CV: Johnson was more consistent throughout the entire season and although Winslow had a spectacular March, the Arizona product is a personal favorite. He can shoot the three well (37.1 percent) and his overall field goal percentage is decent. His defense is excellent and will translate to the NBA well. At worst, he’s a 3-and-D starter and at best, he’s an all-around star. When I think of Stanley Johnson, Kawhi Leonard comes to mind.
Bonomo: Stanley Johnson, Arizona
Vaidya: Justise Winslow, Duke
MB: A highly touted recruit coming into college, Johnson’s biggest question mark was his jump shot. He improved that enough throughout his stint in Tucson to make him a safe pick in the late lottery. He’s 6’ 6” with a nice 6’ 11.5” wingspan and uses his strength to get to the basket. He has some defensive lapses but overall should be a good wing defender in the league.

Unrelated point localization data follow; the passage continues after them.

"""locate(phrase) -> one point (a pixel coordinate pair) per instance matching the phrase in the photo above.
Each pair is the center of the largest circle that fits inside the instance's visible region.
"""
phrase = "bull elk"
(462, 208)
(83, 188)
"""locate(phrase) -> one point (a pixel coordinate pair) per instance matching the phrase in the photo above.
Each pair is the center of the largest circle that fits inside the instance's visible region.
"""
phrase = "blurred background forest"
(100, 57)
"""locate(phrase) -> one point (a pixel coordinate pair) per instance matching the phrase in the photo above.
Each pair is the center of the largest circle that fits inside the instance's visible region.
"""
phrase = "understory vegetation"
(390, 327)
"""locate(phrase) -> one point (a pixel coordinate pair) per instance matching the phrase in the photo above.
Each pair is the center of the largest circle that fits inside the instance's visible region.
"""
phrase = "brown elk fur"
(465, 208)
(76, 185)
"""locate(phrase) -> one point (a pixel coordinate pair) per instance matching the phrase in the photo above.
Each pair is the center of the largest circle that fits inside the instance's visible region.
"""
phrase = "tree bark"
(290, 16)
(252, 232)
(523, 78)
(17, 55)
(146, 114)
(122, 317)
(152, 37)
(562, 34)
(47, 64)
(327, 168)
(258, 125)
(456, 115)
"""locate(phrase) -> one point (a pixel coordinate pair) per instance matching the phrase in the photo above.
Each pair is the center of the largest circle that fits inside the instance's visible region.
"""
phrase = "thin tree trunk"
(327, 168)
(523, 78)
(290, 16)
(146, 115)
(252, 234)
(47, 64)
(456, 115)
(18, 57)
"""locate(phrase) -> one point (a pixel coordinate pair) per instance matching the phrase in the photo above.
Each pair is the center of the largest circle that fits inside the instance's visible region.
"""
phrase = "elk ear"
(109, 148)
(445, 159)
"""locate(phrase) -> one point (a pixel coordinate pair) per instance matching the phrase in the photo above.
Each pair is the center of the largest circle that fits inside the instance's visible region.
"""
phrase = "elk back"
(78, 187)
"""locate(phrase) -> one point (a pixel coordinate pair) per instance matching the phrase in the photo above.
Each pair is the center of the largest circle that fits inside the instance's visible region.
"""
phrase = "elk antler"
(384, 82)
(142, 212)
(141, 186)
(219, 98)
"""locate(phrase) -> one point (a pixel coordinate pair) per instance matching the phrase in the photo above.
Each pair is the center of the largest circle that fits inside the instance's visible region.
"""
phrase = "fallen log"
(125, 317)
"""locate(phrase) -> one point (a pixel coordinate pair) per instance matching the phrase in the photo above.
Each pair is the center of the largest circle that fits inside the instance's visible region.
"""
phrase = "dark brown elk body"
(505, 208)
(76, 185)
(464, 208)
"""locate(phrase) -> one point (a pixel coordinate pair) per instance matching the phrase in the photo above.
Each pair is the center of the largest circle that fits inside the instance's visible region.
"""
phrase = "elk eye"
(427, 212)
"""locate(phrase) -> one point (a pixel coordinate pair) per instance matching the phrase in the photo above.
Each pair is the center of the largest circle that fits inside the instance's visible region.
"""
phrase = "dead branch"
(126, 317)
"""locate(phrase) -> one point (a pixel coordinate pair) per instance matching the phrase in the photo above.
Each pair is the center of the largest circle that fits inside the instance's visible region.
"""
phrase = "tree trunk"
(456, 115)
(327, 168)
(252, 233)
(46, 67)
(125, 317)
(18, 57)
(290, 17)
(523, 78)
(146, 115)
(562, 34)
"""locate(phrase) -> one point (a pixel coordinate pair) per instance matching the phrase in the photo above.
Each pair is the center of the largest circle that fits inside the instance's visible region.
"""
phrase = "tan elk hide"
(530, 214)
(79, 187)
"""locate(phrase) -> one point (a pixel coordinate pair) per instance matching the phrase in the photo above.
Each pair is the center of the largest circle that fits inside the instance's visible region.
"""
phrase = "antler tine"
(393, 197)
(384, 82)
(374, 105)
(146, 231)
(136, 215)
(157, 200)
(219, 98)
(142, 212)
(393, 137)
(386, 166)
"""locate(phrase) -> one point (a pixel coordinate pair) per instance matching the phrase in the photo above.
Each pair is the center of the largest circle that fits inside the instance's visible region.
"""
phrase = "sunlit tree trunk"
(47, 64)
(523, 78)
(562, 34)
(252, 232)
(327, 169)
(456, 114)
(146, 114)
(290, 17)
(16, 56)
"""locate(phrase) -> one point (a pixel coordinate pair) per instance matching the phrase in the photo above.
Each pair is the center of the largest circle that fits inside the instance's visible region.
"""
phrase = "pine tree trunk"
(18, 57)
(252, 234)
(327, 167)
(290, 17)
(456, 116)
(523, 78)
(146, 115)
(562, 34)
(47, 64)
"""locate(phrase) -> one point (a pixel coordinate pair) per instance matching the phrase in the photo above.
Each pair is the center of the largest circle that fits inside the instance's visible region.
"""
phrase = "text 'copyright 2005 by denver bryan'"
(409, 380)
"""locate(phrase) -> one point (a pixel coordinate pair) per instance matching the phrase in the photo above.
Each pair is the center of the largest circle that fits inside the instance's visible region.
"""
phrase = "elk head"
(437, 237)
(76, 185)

CV: Winslow had one of the best NCAA tournaments outside of Kemba Walker. I thought Winslow was the key for Duke to win the championship at the beginning of the season and eventually, the small forward got it done. He actually started trending upward in late February during the ACC tournament. Good shooter from the field and from three, but his free throws are a concern from someone who will go to the line a lot.
Bonomo: Sam Dekker, Wisconsin
Vaidya: Sam Dekker
MB: A lot of scouts seem to be questioning whom the real Sam Dekker is. Is he the guy who took over for big stretches and led Wisconsin to the National Championship Game? Or is he the guy who spent most of his time in Madison relying on others? While he likely won’t be a star in the NBA, he has the tools to be successful. He’s a big small forward at 6’ 9” and can score from anywhere. He’s a useful defender and should fit in to whatever role a team puts him in.

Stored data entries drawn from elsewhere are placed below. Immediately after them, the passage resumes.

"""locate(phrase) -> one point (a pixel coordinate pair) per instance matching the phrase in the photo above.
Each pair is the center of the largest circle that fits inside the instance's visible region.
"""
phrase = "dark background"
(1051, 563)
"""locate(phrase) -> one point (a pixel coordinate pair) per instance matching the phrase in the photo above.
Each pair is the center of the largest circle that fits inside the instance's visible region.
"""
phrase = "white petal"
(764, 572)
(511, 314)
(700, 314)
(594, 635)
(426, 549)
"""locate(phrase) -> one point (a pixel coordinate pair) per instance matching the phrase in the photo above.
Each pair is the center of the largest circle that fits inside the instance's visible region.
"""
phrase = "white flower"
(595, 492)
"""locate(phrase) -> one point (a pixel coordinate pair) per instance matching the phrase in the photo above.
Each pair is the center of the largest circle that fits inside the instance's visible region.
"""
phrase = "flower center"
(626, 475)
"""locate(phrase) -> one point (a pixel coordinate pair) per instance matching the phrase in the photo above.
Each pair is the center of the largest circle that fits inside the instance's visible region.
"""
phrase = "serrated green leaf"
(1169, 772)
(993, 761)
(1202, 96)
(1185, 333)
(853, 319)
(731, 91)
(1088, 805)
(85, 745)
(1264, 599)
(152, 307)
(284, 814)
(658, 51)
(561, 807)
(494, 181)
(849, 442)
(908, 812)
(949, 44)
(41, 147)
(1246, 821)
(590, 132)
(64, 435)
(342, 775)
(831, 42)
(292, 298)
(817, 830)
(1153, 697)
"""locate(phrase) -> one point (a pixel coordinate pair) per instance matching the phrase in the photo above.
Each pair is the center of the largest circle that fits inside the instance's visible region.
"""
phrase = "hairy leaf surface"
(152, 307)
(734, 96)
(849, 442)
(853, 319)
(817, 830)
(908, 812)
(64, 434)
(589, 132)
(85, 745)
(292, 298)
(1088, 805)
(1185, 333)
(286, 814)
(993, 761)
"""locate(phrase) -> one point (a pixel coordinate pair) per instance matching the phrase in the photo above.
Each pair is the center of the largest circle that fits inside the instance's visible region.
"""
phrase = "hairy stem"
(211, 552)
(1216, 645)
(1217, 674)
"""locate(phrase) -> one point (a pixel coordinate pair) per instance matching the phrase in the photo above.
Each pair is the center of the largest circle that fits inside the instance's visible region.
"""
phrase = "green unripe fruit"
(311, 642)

CV: Dekker is a gritty player who will not be afraid to get physical in the NBA. He’s 6’ 9” and has a lethal shot (52.5 percent from the field). His defense is good enough to where he can fit into that 3-and-D role. I don’t know if Dekker will be a top or secondary option on an NBA team, but he can be a solid starter if everything works out.
Bonomo: Rondae Hollis-Jefferson, Arizona
Vaidya: Justin Anderson, Virginia
MB: It was tough for me to decide between Dekker and Hollis-Jefferson, and I think on draft night it will really come down to which player’s style suits teams more over any big gaps in overall ability. Hollis-Jefferson is not a scorer. He reminds me of another former Wildcat, and current Finals MVP Andre Iguodala coming out of school. He is very athletic and will likely be able to guard four positions. He can use his athleticism to get to the rim at times but isn’t a very good shooter. His defense should keep him in the league for a long time regardless, and if he improves his shot at all he could be a very good pro.
CV: Anderson is a solid overall player who can fit in at either shooting guard or small forward. He exploded in his senior season at Virginia and the team wasn’t the same when he got hurt. He shot 45 percent from three and his defense is as good as there was in college basketball. He won’t be a star, but he can definitely be a starter in the league. Another personal favorite for me.
Bonomo: Kelly Oubre, Kansas
Vaidya: Kelly Oubre
MB: He was a big name coming into Kansas, leading some to wonder how much the Jayhawks would miss Andrew Wiggins. He disappointed on that level, but not enough to knock him out of the first round. His athleticism is tantalizing, and is what will get him drafted. His jump shot needs work, and he needs to show more commitment to the defensive end, where his athleticism should allow him to make a big impact. With the right coach, his huge potential could be unlocked, but he could also disappoint.
CV: Safe to say that most of the Mizzou campus was happy to see highly touted recruits struggle at Kansas. Oubre was one of those guys. His stats are underwhelming and he never really took a leap during the season. Late-first round guy in my opinion because he can shoot the three and has the tools to be a decent defender. The work ethic may not be there and Oubre’s journey could get really bad, really fast.